Nizza wird eine Zitterpartie

Prodi warnt vor Scheitern. Paris und Berlin weiter uneinig über Stimmengewicht

HANNOVER/BRÜSSEL/DEN HAAG afp/rtr/dpa ■ Kurz vor dem Reformgipfel der EU in Nizza hat EU-Kommissionspräsident Romano Prodi die Regierungen der Mitgliedstaaten heftig kritisiert. „Bislang werden die Reformverhandlungen von Taktik dominiert“, sagte er der Welt. Deshalb hält er die Gefahr eines Scheiterns des Gipfels für sehr groß. Prodi mahnte die französische EU-Ratspräsidentschaft, die Bemühungen um einen Erfolg zu verstärken. Zugleich unterstützte er den deutschen Wunsch nach einer Neugewichtung der Stimmen im Rat. Diese blieb auch nach dem samstäglichen Treffen zwischen Kanzler Schröder und Frankreichs Präsident Chirac in Hannover weiter strittig. Chirac sagte, in Nizza könne eine Lösung wohl erst „in letzter Minute“ gefunden werden. Paris ist strikt dagegen, dass Deutschland mit seinen 82 Millionen Einwohnern mehr Gewicht bekommt als Frankreich mit seinen 60 Millionen. Schröder zeigte sich aber sicher, dass Nizza daran nicht scheitern werde.

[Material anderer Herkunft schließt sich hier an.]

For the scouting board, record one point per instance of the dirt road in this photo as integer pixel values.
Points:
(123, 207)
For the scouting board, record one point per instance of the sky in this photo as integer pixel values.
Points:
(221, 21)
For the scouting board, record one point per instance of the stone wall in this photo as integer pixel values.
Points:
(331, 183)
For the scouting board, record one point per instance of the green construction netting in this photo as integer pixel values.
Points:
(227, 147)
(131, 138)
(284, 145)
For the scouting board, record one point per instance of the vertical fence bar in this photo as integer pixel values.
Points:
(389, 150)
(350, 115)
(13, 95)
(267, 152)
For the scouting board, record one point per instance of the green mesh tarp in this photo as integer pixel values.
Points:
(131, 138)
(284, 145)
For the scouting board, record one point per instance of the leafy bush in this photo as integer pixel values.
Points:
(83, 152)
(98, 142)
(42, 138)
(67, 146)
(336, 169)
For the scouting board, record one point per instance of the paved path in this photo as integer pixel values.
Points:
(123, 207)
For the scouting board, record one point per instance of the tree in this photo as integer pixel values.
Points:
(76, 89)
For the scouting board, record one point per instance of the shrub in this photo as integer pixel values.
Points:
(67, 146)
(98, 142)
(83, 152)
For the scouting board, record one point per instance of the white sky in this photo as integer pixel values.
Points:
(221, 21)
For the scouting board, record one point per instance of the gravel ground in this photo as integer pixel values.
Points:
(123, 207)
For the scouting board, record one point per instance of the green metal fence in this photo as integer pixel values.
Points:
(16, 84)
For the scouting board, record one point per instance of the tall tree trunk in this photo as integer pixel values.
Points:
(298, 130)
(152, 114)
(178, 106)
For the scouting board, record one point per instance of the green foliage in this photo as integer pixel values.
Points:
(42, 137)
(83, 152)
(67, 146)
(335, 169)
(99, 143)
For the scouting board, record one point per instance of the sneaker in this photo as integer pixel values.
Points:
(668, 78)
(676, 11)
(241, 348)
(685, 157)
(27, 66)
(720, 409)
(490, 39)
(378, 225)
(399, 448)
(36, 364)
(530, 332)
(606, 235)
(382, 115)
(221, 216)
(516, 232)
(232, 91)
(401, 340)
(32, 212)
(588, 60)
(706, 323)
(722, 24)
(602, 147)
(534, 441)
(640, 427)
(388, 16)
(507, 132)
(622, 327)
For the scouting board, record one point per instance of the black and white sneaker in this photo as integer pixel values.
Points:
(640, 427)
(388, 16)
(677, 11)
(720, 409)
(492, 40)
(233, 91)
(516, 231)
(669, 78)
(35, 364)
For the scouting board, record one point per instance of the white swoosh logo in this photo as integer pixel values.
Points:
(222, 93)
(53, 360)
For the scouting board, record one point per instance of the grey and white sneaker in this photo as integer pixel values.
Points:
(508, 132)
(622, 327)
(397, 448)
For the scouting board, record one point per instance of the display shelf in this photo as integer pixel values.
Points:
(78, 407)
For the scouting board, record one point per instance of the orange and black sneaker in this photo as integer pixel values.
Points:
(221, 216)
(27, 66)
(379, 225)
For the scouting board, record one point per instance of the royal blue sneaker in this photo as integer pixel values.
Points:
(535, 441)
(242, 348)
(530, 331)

Ebenfalls am Samstag hatte der niederländische Premier Wim Kok angekündigt, bei dem EU-Gipfel in Nizza die Rechte der kleinen EU-Staaten zu verteidigen. Die Struktur der EU-Kommission solle so geändert werden, dass jedes Land nur einen Kommissar stelle. Bislang stellen die großen Länder wie Deutschland zwei Kommissare, kleinere wie die Niederlande nur einen.

Ein weiterer Knackpunkt beim Reformgipfel in Nizza: die angestrebte Ausweitung des Mehrheitsprinzips bei Entscheidungen im Rat. Hier forderte Schröder vorgestern konkret Mehrheitsentscheidungen für den Außenhandel. Gleichzeitig deutete er ein Einlenken Deutschlands in der Frage der Mehrheitsentscheidungen bei der Zuwanderungspolitik an.